Thursday, April 10, 2014

how we see ourselves

Yesterday I spent a lovely afternoon learning to play mahjongg.  One of my friends has a standing Wednesday afternoon mahjongg group and I was invited to round out a second table.  The group was very forgiving of my very limited understanding of mahjongg.  I've only played mahjongg once in my life about a year ago and had no recollection of the vocabulary or rules. Luckily, this group of ladies was not the cut throat variety of players but a group of friends that used the game as a time to chat.    As we were playing and dealing out the tiles, which is a fast paced activity where everyone takes a turn pulling four tiles at a time to their wall I noticed our hands as we reached to the center of the table.  All of our hands were old.  Even those women who had maintained their hair color, and figures, and style, couldn't keep their hands from aging.  Some hands had pretty manicured nails, some had short clipped nails, some were lily white and some were darker brown, but all were thin to where you could see the bones and our hands were veiny and mottled.  Even the beautiful diamond rings on some of the hands couldn't mask the age.
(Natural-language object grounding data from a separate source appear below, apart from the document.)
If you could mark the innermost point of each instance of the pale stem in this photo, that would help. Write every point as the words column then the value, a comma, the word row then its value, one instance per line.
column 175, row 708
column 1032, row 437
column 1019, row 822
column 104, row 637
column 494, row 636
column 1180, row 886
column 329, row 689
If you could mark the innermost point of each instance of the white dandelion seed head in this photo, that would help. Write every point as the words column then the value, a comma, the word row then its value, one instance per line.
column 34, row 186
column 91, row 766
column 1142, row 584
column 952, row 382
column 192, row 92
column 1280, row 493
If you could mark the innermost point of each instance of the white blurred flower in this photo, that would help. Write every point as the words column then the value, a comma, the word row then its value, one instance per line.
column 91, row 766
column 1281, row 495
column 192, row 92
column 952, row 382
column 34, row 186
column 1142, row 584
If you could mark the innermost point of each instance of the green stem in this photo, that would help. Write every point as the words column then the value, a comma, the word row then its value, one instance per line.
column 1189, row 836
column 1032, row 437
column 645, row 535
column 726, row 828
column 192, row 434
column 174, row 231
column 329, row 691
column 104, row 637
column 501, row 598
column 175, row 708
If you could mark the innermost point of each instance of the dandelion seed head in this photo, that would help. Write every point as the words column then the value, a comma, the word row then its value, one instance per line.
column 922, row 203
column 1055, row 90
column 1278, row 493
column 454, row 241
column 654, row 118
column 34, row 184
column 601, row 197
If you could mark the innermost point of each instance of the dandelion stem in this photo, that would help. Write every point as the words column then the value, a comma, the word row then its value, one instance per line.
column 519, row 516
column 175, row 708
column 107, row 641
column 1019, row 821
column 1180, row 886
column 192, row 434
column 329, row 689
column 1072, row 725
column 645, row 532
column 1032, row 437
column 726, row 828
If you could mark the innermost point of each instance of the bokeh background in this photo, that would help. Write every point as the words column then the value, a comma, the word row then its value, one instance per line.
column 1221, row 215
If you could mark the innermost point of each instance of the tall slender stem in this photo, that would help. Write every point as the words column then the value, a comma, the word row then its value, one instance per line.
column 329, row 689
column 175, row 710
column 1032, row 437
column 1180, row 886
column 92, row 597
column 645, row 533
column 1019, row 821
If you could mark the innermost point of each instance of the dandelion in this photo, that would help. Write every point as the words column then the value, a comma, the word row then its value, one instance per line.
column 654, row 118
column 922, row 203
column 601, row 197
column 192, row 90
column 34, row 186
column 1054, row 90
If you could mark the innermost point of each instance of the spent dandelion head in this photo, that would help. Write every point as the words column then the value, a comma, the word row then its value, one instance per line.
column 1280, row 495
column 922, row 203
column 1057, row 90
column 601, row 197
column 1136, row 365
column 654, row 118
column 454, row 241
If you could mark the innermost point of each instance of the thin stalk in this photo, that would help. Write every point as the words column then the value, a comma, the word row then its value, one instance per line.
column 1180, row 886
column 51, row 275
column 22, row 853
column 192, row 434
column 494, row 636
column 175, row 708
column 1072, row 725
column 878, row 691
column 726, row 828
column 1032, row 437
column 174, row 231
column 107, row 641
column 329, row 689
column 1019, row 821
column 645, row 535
As play progressed and I became more comfortable with the rules and the pace of the game I started listening more to the conversation than worrying about my next move.  Suddenly one of the women commented "Aren't you always surprised when you look in the mirror and you don't look like you did when you were thirty?"  After a very brief moment everyone agreed that in our minds we are still thirty and the kids are still young and we have our whole lives ahead of us and sometimes we wonder who that woman in the mirror is.  I wonder if when we are 90 we will wonder why we don't look like we did today, and I wonder what my hands will look like.


Hattie said...

How true this is. My hands are the oldest part of me and thin and veiny, but the rest of me is not thin. It's the giveaway to one's true age.
The Asian women down at our senior center play mah-jong, but I'm not sure how they would welcome my participation. They have so little that is just for them that it would probably be felt as an intrusion.

ellen kirkendall said...

I have always had veiny hands with big knuckles and age has not improved things. My big aging moment was seeing my mother in the bathroom mirror. Before that moment I did not think we looked alike. Apparently she has had the same experience.

J at said...

It's horrific, looking in the mirror at just the wrong angle. I mean, when I've just done my hair and clothes and makeup, I don't look too bad, but then I catch a glimpse of myself not posed, and wow, I'm looking old.